Lorsque mon père revenait, il parlait de la triste ambiance qui régnait dans la maison avec cinq enfants, des traits tirés de Rollande, des trois petits garçons turbulents.

Que ce soit les familles nombreuses, l’avortement ou l’Afghanistan, il s’agit toujours du corps de la femme. Une seule personne peut décider. C’est la femme. Suis-je pro-vie, pro-choix? Les deux. La vie, c’est comme une pièce de monnaie : pile ET face. Ce n’est jamais de gaieté de cœur qu’une femme décide de se faire avorter. Connaissez-vous beaucoup de femmes qui décident d’une IVG en sifflant? Avorter est un verbe sans sujet avec complément direct : le regret. Pro-vie, pro-choix, tous les deux emmaillés dans un doute le plus certain. Je dis simplement que c’est du « K par K ». Sinon, va-t-on, côté avortement, se retrouver avec des cliniques non reconnues ou d’anciennes méthodes tordues auxquelles dont je n’ose même pas penser?

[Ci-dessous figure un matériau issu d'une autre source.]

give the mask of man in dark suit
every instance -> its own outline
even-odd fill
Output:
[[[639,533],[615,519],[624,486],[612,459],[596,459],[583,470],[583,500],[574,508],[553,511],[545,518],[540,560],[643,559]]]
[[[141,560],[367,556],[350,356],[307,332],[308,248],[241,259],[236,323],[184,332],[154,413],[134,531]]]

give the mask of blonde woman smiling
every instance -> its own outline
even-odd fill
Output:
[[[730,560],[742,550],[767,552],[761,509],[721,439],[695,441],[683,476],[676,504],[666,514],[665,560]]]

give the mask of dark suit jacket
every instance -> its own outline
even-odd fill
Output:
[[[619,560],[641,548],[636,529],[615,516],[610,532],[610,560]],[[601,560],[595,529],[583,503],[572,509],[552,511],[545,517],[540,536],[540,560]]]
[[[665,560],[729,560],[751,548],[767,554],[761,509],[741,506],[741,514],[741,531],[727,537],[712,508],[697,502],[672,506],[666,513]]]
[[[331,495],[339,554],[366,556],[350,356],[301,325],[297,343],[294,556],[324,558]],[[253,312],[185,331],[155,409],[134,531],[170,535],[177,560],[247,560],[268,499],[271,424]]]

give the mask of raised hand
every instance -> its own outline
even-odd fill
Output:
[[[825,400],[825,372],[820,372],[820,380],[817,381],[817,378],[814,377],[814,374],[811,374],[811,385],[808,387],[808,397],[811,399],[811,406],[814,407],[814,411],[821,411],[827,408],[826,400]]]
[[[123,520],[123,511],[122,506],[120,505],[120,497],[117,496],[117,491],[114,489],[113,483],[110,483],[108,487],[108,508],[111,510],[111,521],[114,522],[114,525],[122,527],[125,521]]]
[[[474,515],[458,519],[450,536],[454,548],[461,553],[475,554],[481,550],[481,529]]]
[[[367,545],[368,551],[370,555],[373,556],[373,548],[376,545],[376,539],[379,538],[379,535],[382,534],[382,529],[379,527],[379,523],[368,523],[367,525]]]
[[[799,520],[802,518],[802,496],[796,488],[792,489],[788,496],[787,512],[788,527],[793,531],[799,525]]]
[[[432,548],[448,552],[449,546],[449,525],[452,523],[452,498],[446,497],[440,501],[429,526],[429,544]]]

J’ai beau me gratter l’occiput et le sourcil, me pincer l’oreille, je me dis que l’on est en 2022 et qu’on n’est pas rendu loin côté corps de la femme. Il faudrait quand même redonner du lousse à nos idées pour retrouver un bon sens qui tarde à venir. Regardez du côté de l’Oncle Sam. Les Américains veulent interdire l’avortement; de l’autre côté, ils sont pour le port d’armes. Cherchez l’erreur. 

Je vous laisse sur deux pensées. L’une est de Simone Veil : « l’avortement n’est jamais une victoire ». Et cette dernière : « soyons sérieux, on n’est pas pour l’avortement, pas plus qu’on est pour la guerre. Mais parfois, il faut faire la guerre ».